Caroline County Board of Supervisors Approves 1 Cent Tax Increase/Correction

2 Cent Tax Increase Proposal Fails

Summery: The Caroline County Board of Supervisors approved a one cent tax increase this evening, which was little more than an adjustment to their 1 cent tax decrease last year. The initial real estate assessment projection indicated that Real Estate values would go up 1 cent, so to keep their budget revenue neutral, the Board of Supervisors lowered our tax one cent, to 82 cents, in 2016. Unfortunately, the initial assessments were incorrect. Instead of keeping taxes revenue neutral, county residents actually received a 1 cent tax decrease. Tonight’s vote simply corrected that mistake.

However, this 1 cent tax increase (correction) did not come without serious debate amongst our Board Members. This debate was instructive for residents looking to understand the politics of our politics. Below, I will introduce you to each of our Supervisor’s approach and thoughts regarding taxes in Caroline County.
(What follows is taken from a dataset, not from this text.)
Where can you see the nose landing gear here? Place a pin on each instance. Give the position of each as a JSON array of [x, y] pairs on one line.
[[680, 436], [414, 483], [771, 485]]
Mr. Floyd Thomas (Mattaponi District): Mr. Thomas pointed out that our County Administrator, Mr. Charles Cully, has done a remarkable job keeping county expenditure low and underestimating revenues. Underestimating revenues is extremely important in budgeting, as we have never spent more on expenses than we took in through revenue. This means that, unlike many other counties, Caroline County enjoys budget surpluses at the end of each fiscal year, as opposed to budget deficits. These budget surpluses allow the county to use left over cash for capital projects, for our schools, and for infrastructure payments that do not require financing more debt.
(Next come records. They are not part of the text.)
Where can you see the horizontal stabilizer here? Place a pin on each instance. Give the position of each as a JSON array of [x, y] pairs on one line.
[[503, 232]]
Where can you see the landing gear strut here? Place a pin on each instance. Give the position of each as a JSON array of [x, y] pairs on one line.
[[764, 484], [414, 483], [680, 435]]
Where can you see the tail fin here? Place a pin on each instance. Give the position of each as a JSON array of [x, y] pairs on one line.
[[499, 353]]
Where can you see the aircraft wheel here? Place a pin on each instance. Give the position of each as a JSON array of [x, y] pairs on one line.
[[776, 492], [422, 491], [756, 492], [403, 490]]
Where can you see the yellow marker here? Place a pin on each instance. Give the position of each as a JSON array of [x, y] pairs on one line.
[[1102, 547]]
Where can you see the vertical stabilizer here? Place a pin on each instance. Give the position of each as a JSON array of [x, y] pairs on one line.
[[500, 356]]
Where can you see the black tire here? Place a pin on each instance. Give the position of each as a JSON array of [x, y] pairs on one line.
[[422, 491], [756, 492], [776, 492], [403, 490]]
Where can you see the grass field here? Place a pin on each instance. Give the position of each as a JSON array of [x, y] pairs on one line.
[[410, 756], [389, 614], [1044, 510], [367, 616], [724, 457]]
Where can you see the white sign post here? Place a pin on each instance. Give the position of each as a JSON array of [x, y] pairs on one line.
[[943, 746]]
Mr. Thomas pointed out that if we’re continuously running budget surpluses that there would be no need for a 2 cent tax increase. Mr. Thomas voted against both the 2 cent tax increase proposal and the 1 cent tax release proposal, arguing that we can do everything Mr. Cully’s budget proposes without taking more of the taxpayer’s money. Mr. Thomas believes that our county is still in good shape and reminded the board that he had stayed in touch with the County’s financial advisers. Mr. Thomas also pointed out that many Caroline residents are still struggling from the Great Recession. “When America catches a cold”, he quipped, “rural America gets pneumonia” – yet another reason why raising our taxes as we continue to recover is wrong.

Mr. Clay Forehand (Madison District): Mr. Forehand supported a 2 cent tax increase, arguing that while budget surpluses have been consistent, the amount of those surpluses is on a downward trend. With the budget increasing expenditures by over 3 million dollars, a tax increase would be necessary for continuing to have the financial cushion required to deal with unanticipated needs and crises. Mr. Forehand pointed out that we have a Fire and EMS emergency that must be addressed, that we must find a way to incentivize volunteers and to hire permanent staff, as well as addressing necessary increases in salaries for our school and administrative employees.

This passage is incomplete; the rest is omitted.